A round-up of today's other stories in brief
Suck it and smell: it's perfume in a pill
TAKING A beauty product into your body as opposed to leaving it on the outside isn't anything new. From weight-loss pills to tanning injections, not to mention plastic surgery, we've long since broken the skin with internal beauty products. But now a team is working on edible perfume – a digestible pill that will emit a scent through the skin during perspiration.
“Body architect” Lucy McRae and synthetic biologist Sheref Mansy are in the research phase of their product. Swallowable Parfum consists of scented lipid molecules that copy the structure of fat molecules found in the body. Because our bodies have enzymes that metabolise fat, this perfume works on the basis that the enzymes will also metabolise the perfumed molecules, excreting them through the skin.
The proposed digestible capsule will emit an odour unique to the individual the more they perspire, as the perfume emerges as droplets on the skin’s surface.
Harvard biologist Mansy and Amsterdam- based Australian artist McRae created a video at swallowableparfum.com to illustrate the process. With cosmetic products increasingly obsessed with technology, this could be the next step in marrying biology, technology and beauty in one little scented pill.
– Una Mullaly
Estonia: land of meteors and marzipan
NOW THAT we’re off to Estonia on November 11th for the first leg of the Euro 2012 qualifier, here are 10 things you might like to know:
1 Tallinn is the current European Capital of Culture.
2 Estonia has more than 1,500 islands.
3 The country is 50 per cent forest.
4 It was first to industrially produce marzipan, sold in pharmacies from 1806.

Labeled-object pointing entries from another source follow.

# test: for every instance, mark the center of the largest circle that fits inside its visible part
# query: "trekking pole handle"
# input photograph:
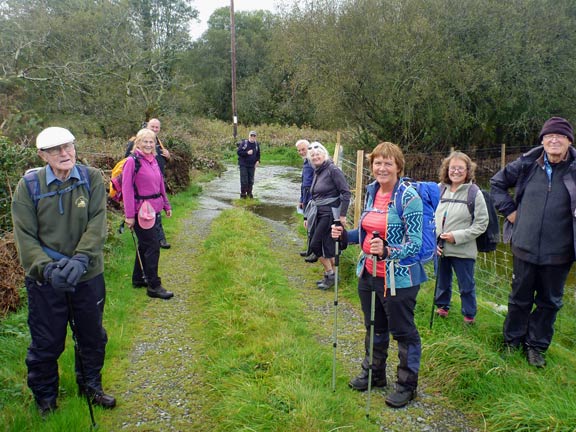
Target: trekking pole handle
(375, 234)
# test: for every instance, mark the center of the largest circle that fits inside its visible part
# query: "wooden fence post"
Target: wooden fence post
(359, 186)
(337, 149)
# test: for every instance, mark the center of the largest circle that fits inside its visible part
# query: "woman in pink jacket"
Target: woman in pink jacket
(144, 199)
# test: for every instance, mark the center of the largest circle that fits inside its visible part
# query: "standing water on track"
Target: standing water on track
(276, 190)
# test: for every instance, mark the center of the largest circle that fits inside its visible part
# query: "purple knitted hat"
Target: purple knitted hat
(557, 125)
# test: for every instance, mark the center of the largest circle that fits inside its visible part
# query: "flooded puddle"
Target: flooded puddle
(276, 190)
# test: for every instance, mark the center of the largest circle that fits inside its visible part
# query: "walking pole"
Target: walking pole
(78, 352)
(375, 234)
(335, 332)
(436, 265)
(138, 255)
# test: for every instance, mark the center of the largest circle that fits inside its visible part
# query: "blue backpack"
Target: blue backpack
(430, 194)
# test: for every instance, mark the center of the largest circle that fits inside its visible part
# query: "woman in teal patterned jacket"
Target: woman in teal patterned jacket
(397, 279)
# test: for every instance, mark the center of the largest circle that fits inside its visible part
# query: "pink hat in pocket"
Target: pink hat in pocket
(146, 215)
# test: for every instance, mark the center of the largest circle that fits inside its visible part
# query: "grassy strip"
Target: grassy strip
(261, 358)
(469, 366)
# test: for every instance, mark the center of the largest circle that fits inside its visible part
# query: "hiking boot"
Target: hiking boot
(535, 357)
(311, 258)
(98, 397)
(159, 292)
(400, 397)
(441, 312)
(327, 282)
(360, 382)
(46, 406)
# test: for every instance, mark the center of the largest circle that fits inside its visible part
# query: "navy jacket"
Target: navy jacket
(244, 159)
(545, 228)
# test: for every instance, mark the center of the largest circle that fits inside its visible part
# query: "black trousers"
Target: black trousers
(534, 302)
(246, 179)
(149, 248)
(392, 315)
(48, 316)
(321, 241)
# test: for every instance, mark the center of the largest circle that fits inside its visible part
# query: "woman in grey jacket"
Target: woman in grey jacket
(330, 198)
(458, 231)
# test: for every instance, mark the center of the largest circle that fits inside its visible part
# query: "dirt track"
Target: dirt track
(163, 391)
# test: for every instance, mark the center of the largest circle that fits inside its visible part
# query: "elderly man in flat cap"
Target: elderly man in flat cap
(59, 218)
(541, 218)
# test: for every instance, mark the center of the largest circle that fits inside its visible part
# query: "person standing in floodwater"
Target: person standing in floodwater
(248, 159)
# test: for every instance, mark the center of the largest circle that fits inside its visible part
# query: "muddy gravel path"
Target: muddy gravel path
(163, 391)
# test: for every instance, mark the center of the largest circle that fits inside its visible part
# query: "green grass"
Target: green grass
(123, 303)
(260, 355)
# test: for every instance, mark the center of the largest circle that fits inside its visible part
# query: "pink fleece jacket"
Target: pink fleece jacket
(148, 181)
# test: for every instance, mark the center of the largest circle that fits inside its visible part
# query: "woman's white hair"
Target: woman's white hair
(305, 142)
(316, 147)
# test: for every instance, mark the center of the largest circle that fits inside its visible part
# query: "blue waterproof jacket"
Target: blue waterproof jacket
(404, 236)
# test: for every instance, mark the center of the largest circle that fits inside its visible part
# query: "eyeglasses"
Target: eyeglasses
(457, 169)
(552, 136)
(68, 147)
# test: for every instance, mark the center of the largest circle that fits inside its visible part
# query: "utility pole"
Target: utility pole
(233, 61)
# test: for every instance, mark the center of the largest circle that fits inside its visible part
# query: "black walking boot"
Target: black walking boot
(311, 258)
(400, 397)
(98, 397)
(360, 382)
(159, 292)
(46, 406)
(327, 282)
(535, 358)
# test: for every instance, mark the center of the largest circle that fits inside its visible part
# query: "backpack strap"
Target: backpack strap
(33, 185)
(137, 165)
(472, 192)
(398, 194)
(470, 200)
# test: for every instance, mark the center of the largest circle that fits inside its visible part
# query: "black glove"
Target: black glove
(50, 267)
(58, 281)
(74, 269)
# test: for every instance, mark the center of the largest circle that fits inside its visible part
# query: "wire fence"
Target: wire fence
(493, 269)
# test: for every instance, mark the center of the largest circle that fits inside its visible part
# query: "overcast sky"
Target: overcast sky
(206, 7)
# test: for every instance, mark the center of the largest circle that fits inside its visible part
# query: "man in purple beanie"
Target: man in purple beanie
(540, 216)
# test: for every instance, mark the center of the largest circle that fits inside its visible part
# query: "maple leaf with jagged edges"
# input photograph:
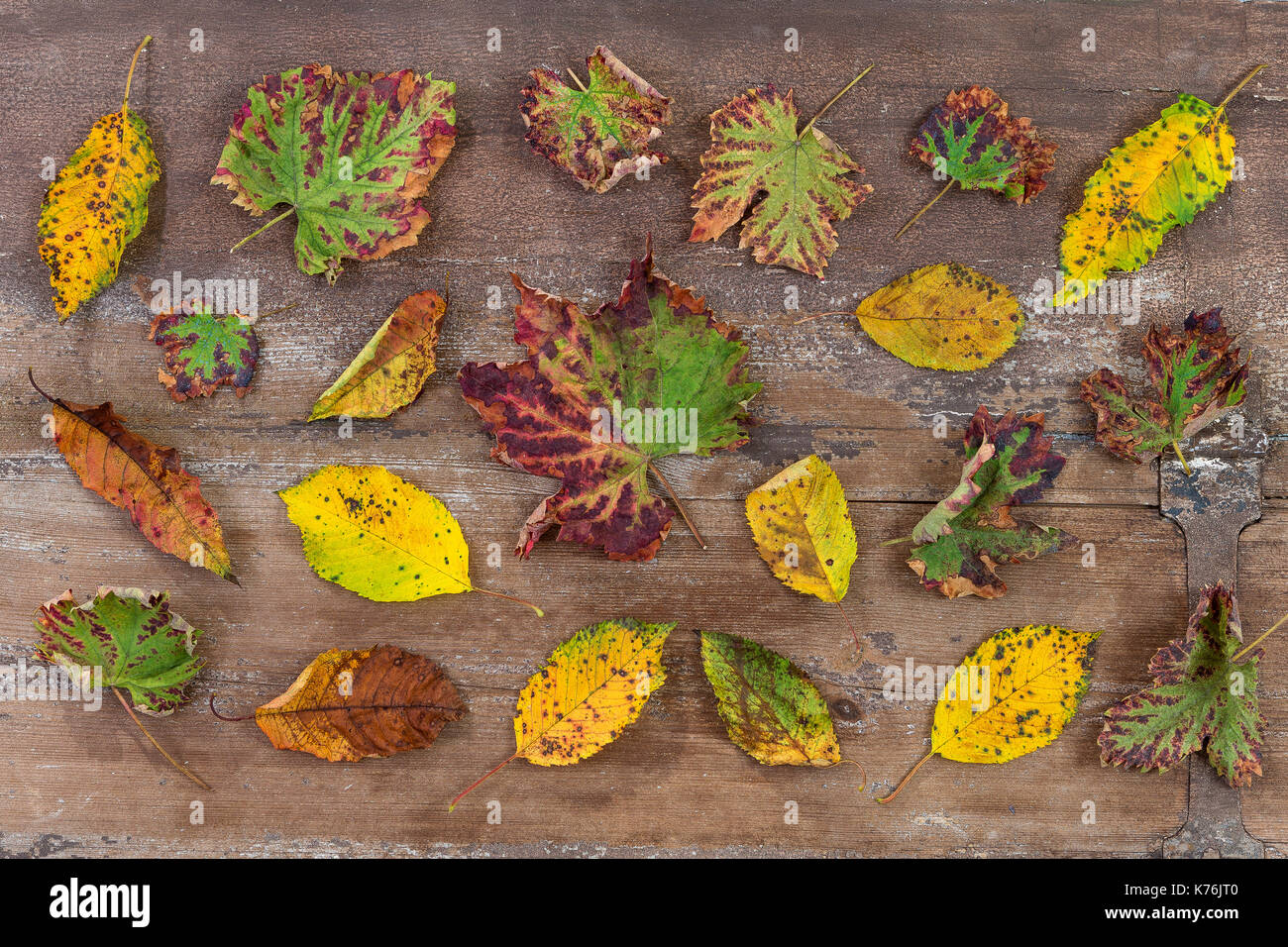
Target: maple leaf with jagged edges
(133, 635)
(974, 140)
(351, 153)
(201, 350)
(601, 397)
(1196, 377)
(601, 132)
(971, 531)
(802, 179)
(1203, 696)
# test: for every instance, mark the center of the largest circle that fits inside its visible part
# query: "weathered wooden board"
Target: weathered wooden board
(78, 783)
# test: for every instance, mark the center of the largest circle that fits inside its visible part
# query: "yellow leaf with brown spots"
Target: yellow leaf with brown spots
(945, 316)
(803, 530)
(348, 705)
(1010, 697)
(377, 535)
(592, 688)
(391, 368)
(97, 205)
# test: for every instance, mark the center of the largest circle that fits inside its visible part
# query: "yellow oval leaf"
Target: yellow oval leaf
(1010, 697)
(945, 316)
(803, 528)
(97, 205)
(391, 368)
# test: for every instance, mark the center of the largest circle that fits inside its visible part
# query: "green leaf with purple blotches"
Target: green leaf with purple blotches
(351, 153)
(133, 635)
(1203, 697)
(971, 531)
(600, 132)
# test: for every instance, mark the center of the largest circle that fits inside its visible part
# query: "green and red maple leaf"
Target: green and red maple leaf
(599, 133)
(1196, 377)
(133, 635)
(971, 531)
(1203, 697)
(974, 141)
(349, 153)
(657, 347)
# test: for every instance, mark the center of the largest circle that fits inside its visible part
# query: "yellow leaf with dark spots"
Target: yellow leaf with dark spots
(945, 316)
(97, 205)
(1010, 697)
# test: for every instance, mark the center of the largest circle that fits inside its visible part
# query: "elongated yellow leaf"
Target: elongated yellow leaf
(391, 368)
(592, 688)
(377, 535)
(1157, 179)
(803, 530)
(945, 316)
(97, 205)
(1010, 697)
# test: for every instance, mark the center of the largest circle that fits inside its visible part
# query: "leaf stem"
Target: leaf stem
(1263, 637)
(1239, 86)
(129, 77)
(832, 101)
(678, 505)
(898, 541)
(511, 598)
(480, 781)
(911, 774)
(917, 215)
(174, 763)
(250, 237)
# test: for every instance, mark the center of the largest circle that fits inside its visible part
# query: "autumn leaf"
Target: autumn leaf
(1013, 696)
(769, 705)
(142, 478)
(601, 132)
(803, 530)
(591, 689)
(98, 204)
(600, 398)
(375, 534)
(971, 531)
(1203, 696)
(200, 348)
(799, 178)
(1196, 377)
(351, 154)
(124, 638)
(945, 316)
(391, 368)
(348, 705)
(978, 145)
(1157, 179)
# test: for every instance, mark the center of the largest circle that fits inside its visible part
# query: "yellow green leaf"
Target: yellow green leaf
(1157, 179)
(97, 205)
(375, 534)
(769, 705)
(391, 368)
(593, 685)
(945, 316)
(1010, 697)
(803, 530)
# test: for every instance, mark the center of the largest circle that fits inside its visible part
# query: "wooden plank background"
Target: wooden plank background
(88, 784)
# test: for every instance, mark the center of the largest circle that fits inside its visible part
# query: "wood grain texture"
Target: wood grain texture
(88, 784)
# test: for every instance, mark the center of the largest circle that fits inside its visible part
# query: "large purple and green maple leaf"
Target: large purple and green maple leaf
(660, 348)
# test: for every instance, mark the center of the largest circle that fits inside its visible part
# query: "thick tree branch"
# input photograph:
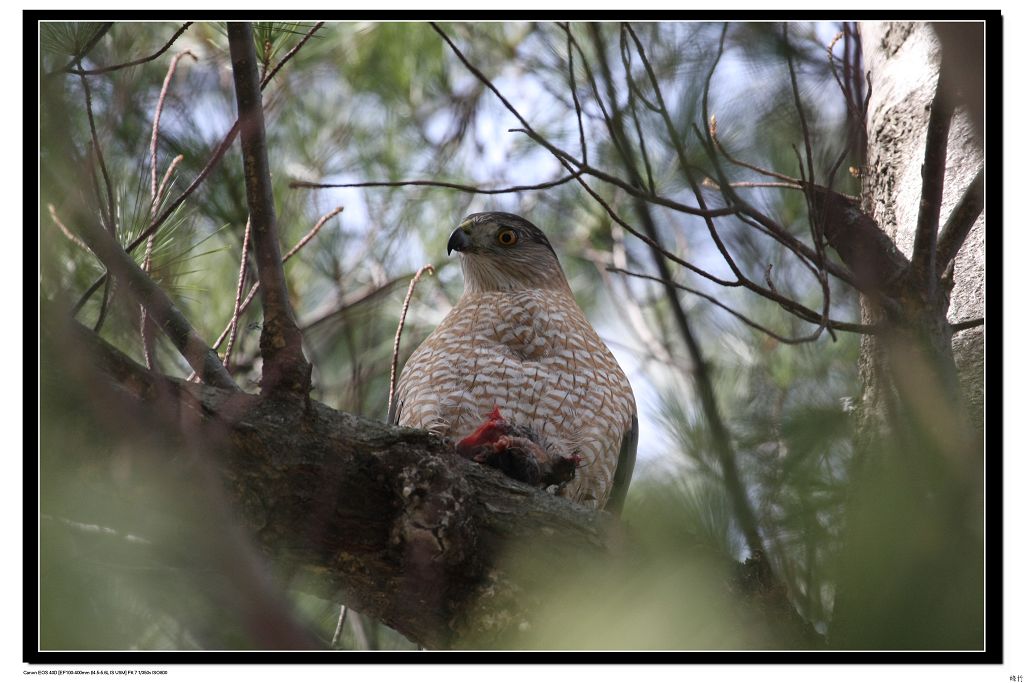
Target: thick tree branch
(285, 366)
(961, 220)
(388, 519)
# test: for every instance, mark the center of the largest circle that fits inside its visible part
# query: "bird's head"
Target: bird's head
(502, 251)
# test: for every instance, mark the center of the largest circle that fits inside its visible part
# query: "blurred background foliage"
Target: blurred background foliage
(365, 101)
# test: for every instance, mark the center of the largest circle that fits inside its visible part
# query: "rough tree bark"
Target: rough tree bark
(912, 575)
(903, 61)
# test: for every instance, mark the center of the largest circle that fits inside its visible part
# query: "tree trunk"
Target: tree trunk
(903, 61)
(911, 577)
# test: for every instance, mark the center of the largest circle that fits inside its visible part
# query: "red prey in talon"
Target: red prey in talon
(518, 452)
(486, 434)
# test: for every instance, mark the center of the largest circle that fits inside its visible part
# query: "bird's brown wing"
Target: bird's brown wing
(624, 469)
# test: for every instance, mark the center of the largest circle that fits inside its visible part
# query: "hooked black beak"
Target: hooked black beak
(458, 241)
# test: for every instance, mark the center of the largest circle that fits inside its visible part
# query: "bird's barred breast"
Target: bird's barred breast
(535, 355)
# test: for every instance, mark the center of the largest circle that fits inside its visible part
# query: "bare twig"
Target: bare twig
(341, 625)
(967, 325)
(285, 366)
(162, 189)
(64, 228)
(291, 53)
(397, 334)
(154, 189)
(474, 189)
(155, 224)
(69, 69)
(203, 359)
(233, 324)
(133, 62)
(570, 44)
(815, 317)
(256, 286)
(110, 212)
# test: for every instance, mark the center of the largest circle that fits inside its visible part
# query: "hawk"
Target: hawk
(518, 344)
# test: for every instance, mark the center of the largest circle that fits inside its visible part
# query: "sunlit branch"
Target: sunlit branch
(473, 189)
(933, 171)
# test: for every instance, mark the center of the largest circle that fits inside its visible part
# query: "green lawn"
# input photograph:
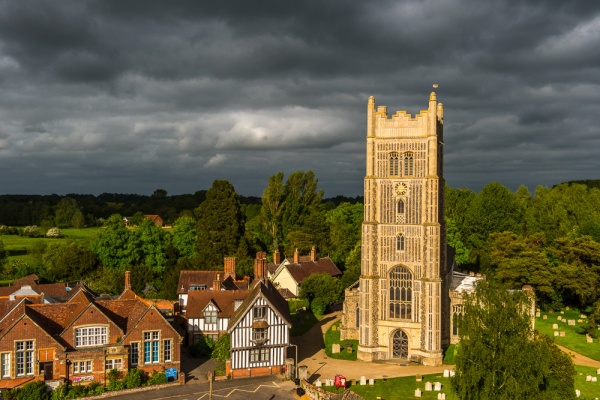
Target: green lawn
(574, 338)
(332, 336)
(401, 388)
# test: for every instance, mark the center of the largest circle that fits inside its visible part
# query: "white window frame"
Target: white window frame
(113, 363)
(24, 351)
(91, 336)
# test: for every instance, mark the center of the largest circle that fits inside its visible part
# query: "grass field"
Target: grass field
(332, 336)
(574, 338)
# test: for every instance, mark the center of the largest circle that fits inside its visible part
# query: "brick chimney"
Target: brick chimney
(277, 257)
(260, 266)
(127, 280)
(217, 283)
(229, 267)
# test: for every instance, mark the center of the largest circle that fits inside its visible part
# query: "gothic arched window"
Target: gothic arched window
(400, 293)
(409, 167)
(394, 164)
(400, 206)
(400, 242)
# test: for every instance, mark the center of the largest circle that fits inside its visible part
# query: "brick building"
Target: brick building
(82, 339)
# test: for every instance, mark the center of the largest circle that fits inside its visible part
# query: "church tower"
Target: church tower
(403, 237)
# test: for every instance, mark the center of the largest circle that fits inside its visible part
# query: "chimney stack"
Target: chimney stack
(217, 283)
(277, 257)
(260, 266)
(127, 280)
(229, 267)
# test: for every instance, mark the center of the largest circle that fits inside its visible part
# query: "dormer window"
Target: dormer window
(259, 312)
(210, 317)
(91, 336)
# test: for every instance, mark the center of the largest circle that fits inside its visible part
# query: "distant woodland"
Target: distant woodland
(549, 239)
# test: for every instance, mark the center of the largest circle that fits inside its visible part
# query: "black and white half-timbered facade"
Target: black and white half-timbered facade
(260, 333)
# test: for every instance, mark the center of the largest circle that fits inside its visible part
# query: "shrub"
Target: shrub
(134, 378)
(53, 232)
(157, 378)
(318, 306)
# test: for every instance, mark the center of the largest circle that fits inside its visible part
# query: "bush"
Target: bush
(318, 306)
(53, 232)
(35, 390)
(134, 378)
(157, 378)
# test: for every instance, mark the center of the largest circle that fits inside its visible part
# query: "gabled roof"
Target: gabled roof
(304, 269)
(224, 300)
(270, 293)
(188, 278)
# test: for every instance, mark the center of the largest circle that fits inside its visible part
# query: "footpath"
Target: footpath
(311, 354)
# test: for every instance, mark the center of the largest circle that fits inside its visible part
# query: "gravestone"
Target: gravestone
(303, 372)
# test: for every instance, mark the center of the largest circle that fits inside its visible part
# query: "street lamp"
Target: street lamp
(296, 365)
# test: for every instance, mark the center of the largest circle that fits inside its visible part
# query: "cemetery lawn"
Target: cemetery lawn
(401, 388)
(574, 338)
(332, 336)
(589, 390)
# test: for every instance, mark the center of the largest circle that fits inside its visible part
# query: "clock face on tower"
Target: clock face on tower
(401, 188)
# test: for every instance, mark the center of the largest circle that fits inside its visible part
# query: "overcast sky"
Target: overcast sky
(131, 96)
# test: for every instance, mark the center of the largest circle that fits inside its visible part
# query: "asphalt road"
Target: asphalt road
(267, 388)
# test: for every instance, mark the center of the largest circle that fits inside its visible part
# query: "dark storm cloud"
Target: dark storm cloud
(129, 96)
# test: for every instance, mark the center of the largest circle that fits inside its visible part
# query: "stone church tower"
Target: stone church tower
(401, 288)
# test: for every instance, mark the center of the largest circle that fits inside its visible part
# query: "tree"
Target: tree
(345, 223)
(500, 357)
(185, 238)
(115, 246)
(220, 224)
(321, 286)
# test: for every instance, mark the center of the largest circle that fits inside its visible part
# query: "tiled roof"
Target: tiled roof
(271, 295)
(224, 300)
(305, 269)
(188, 278)
(124, 313)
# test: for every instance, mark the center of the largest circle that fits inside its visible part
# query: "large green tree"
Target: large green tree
(221, 224)
(500, 357)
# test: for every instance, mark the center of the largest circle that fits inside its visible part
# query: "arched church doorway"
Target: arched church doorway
(400, 345)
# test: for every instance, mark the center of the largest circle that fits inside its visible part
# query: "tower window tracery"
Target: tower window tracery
(409, 167)
(401, 289)
(394, 164)
(400, 242)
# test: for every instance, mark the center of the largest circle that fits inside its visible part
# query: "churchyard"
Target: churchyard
(565, 327)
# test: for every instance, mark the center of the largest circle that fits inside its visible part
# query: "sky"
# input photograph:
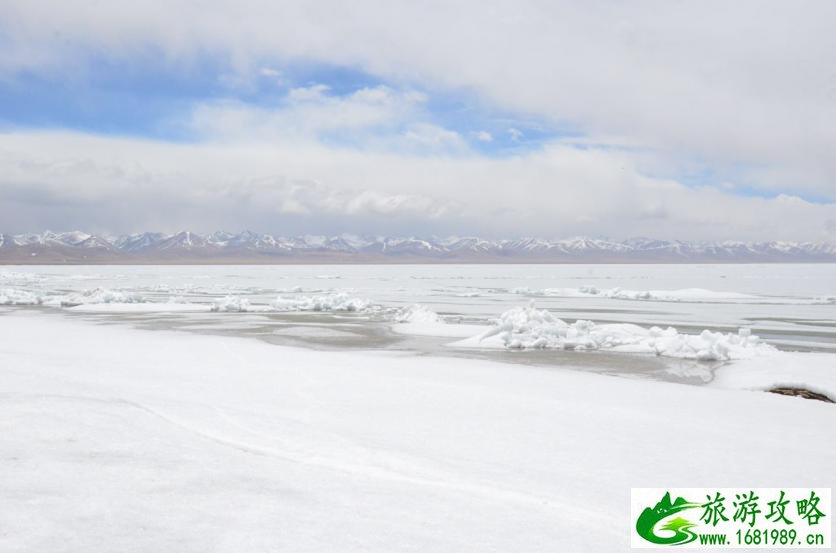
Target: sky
(683, 120)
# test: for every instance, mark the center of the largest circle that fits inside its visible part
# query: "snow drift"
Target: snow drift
(531, 328)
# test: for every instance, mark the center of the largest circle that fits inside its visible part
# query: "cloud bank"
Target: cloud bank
(694, 120)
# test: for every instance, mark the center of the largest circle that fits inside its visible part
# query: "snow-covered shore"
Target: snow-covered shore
(161, 441)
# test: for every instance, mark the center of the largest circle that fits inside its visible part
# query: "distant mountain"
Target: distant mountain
(251, 247)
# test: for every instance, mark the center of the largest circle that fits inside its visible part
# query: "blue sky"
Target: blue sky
(144, 99)
(512, 119)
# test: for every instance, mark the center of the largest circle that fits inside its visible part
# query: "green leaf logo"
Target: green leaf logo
(681, 528)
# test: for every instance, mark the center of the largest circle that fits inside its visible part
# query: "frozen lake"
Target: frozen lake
(791, 307)
(397, 408)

5 Estonia has the world’s highest number of meteor craters per land mass.
6 Estonia has more traditional health spas per capita than anywhere else.
7 Estonia has the world’s third freest press, after Norway and Iceland. Their first daily newspaper was printed in 1675, some 27 years before England’s first daily.
8 The Minox miniature spy camera was invented in Estonia by Walter Zapp.
9 Hemingway wrote that in every port in the world you will find one Estonian.
10 Estonian for hand ball is kasi pall.
– Una Mullally
Sexy costumes are out. Smurfs, Shrek, Chuckie and priests are in
WE ARE fast approaching dressing-up time, and all around the country fancy-dress shops are readying themselves for the busiest time of the year. So what fashions are gripping the costume world?
As usual, topical celebrities – from the late Amy Winehouse to presidential candidates – are big hits for DIY costume makers, but in the stores themselves, some interesting trends are emerging.
“Sexy is not as popular now,” says Alan Simmonds, owner of fancydressstore.ie, which also has a shop in Blackrock, Co Dublin. “Two or three years ago, sexy was the big thing. It’s fallen back now and girls are getting more into the funny costumes, like MMs or Kellogg’s Corn Flakes, stuff like that.” Simmonds has already sold out of Mad Hatters, and Smurfs are also proving to be the biggest hit with the younger demographic, with Flintstones and pirates are also selling well. Simmonds sells licensed costumes, merchandised as part of films and brands.
At Partyland in Cavan, better know as The Joke Shop, owner Thomas Maloney is also seeing a boom in Smurfs and Alice in Wonderland costumes. “You have your usual Bat Girls, Bananaman, Scooby Doo. So you have two ends of the spectrum, the people who go for the traditional costumes and all the superheroes, and those who are a bit more adventurous going for a lot of the new stuff.”
Mr Men costumes, Bananas In Pyjamas, and a new range of costumes from the Chuckie horror film franchise are also selling well. “One that’s making a good comeback this year is Shrek,” says Maloney. “It wasn’t popular when the films came out, but it is now.” Priests and monks are also popular with customers older than their late teens or early 20s, he says.